Last Updated: Wednesday, January 06, 2021

North Ayrshire Council

What is this?

North Ayrshire Council created a full interactive digital programme to engage and work with young people and families throughout lockdown.

Who is this for?

For all with an interest in Scottish education. 

What we did:

In response to the Covid-19 pandemic, North Ayrshire Councils Youth Work Team were fast in creating a full interactive digital programme under the branding of #DigiDReam. The programme gave the team and partners a platform to engage and work with young people and families throughout lockdown.

Highlights:

  • 105 separate activities and challenges for young people to take part in.
  • The two programmes’ social media engagements showed engagement with over 71,000 people in 13 weeks.
  • The weekly online family quiz ran for the full duration with young people, friends and family groups. We also adapted the quiz to bring on two British Sign Language (BSL) interpreters for young people who were deaf to be able to participate.
  • Working with our countryside rangers we distributed over 300 plants to young people to grow their own vegetable gardens.
  • Created lockdown isolation packs for young people which were delivered to their homes.
  • Created large weekly events including July step challenge with young people and families - with over 1.7 million steps walked, equating to 800 miles.
  • Worked with Education to create digital back to school content for pupils ahead of their return with our young people.
  • Created a consultation with young people to gather their views on access to digital resources during lockdown.
  • Collated young people’s views on their mental health and wellbeing during lockdown to plan activities to help.

Who we involved:

Community Development.

The difference it made:

During a period of uncertainty, loneliness and isolation, this project aimed to provide activities and events that gave young people and their families a common goal, a feeling of community and helped them overcome feelings of low mood and isolation. By being as inclusive as possible it allowed young people from the furthest and most rural areas of North Ayrshire to join in, it was inclusive of BSL, ESOL and young people of all ages and ability.
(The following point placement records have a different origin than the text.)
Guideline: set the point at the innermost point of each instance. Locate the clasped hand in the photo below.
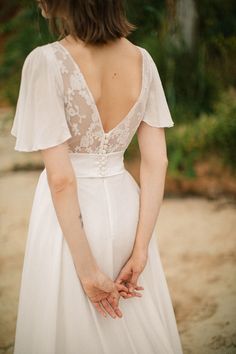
(104, 293)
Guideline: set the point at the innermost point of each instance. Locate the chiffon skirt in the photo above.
(54, 314)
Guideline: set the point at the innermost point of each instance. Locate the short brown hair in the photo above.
(93, 21)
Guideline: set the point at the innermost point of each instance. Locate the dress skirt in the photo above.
(54, 314)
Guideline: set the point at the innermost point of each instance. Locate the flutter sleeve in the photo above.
(157, 113)
(40, 120)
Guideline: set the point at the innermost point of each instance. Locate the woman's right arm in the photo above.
(63, 186)
(153, 168)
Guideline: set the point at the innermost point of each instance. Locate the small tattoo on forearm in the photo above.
(81, 220)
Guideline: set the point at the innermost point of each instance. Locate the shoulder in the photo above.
(40, 56)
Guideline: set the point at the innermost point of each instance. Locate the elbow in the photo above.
(60, 182)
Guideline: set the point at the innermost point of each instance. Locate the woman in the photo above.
(91, 230)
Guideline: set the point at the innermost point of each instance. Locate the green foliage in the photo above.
(24, 32)
(213, 134)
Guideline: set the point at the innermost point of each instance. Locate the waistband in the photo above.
(97, 164)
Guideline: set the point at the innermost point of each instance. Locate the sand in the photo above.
(196, 239)
(197, 242)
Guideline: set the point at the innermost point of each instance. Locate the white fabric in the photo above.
(55, 105)
(40, 120)
(157, 113)
(54, 315)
The family learning approach gave families joint projects to work on, increased confidence, feelings of belonging and most importantly was fun. It created stronger partnerships and a more cohesive approach to the needs and wants of these young people and their families.
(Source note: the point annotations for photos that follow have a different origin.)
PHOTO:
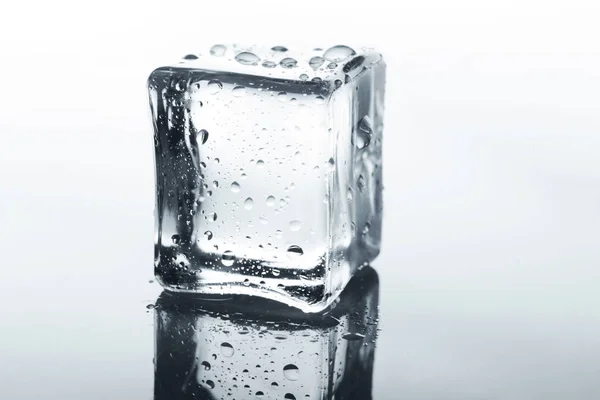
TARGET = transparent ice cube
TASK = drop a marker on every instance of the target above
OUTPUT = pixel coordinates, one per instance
(257, 348)
(268, 171)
Young people were part of the process from the planning and delivery - ensuring it gave these communities what they wanted.
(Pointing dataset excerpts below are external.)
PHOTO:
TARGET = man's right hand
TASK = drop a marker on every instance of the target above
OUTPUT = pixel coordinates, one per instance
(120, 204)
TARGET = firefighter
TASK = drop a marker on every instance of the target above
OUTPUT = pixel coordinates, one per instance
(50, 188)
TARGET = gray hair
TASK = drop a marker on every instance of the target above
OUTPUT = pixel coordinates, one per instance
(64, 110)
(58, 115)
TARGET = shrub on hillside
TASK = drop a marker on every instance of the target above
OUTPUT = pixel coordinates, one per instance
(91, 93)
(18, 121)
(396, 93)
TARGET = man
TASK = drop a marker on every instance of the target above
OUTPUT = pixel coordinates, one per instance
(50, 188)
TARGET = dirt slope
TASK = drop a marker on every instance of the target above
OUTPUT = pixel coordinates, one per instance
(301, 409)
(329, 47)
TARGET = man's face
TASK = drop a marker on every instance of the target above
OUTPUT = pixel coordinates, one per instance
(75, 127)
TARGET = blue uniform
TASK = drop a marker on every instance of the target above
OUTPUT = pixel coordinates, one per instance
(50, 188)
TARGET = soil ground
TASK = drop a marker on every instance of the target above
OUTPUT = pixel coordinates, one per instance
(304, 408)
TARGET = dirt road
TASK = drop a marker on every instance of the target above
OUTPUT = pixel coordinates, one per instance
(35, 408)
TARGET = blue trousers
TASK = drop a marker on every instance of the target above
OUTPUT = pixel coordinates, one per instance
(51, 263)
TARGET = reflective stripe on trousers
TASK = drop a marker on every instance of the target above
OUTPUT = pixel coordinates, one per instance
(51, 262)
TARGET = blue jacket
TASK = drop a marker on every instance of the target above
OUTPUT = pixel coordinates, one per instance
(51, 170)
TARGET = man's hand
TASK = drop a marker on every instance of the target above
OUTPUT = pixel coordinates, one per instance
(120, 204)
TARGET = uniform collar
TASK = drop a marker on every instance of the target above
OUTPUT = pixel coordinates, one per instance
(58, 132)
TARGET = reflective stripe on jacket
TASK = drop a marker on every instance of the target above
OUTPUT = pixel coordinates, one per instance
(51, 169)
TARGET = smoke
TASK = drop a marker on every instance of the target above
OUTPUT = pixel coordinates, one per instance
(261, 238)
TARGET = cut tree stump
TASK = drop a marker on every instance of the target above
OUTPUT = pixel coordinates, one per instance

What we will do differently in the future:

The consultation provided invaluable data to young people’s concerns and worries and allowed us to adapt our programme and share the information with key decision makers to ensure that they provided support and guidance through a particularly difficult time. It has also shaped our service delivery for the Covid-19 recovery period.

During the Covid-19 recovery period we are keen to see the continuation of some of our digital youth work, and it will feature in our future delivery - this includes upskilling staff and having young people at the heart of the planning process.

Adapting our youth work approach digitally has brought many benefits to our team – being able to take youth groups online, connecting through digital platforms, the provision of activities and providing a trusted source for information, guidance and support for young people in a language that speaks to them.

We have also seen the strengthening of partnerships and a much wider network of people working more closely with young people on projects and shared goals.

During this time, we have discovered new ways to work, strengthened connections and maximised our presence in the digital world.

From the consultation responses gathered through ‘Get Connected’ we have highlighted the real concerns for young people which will shape future working and engagements with our young people.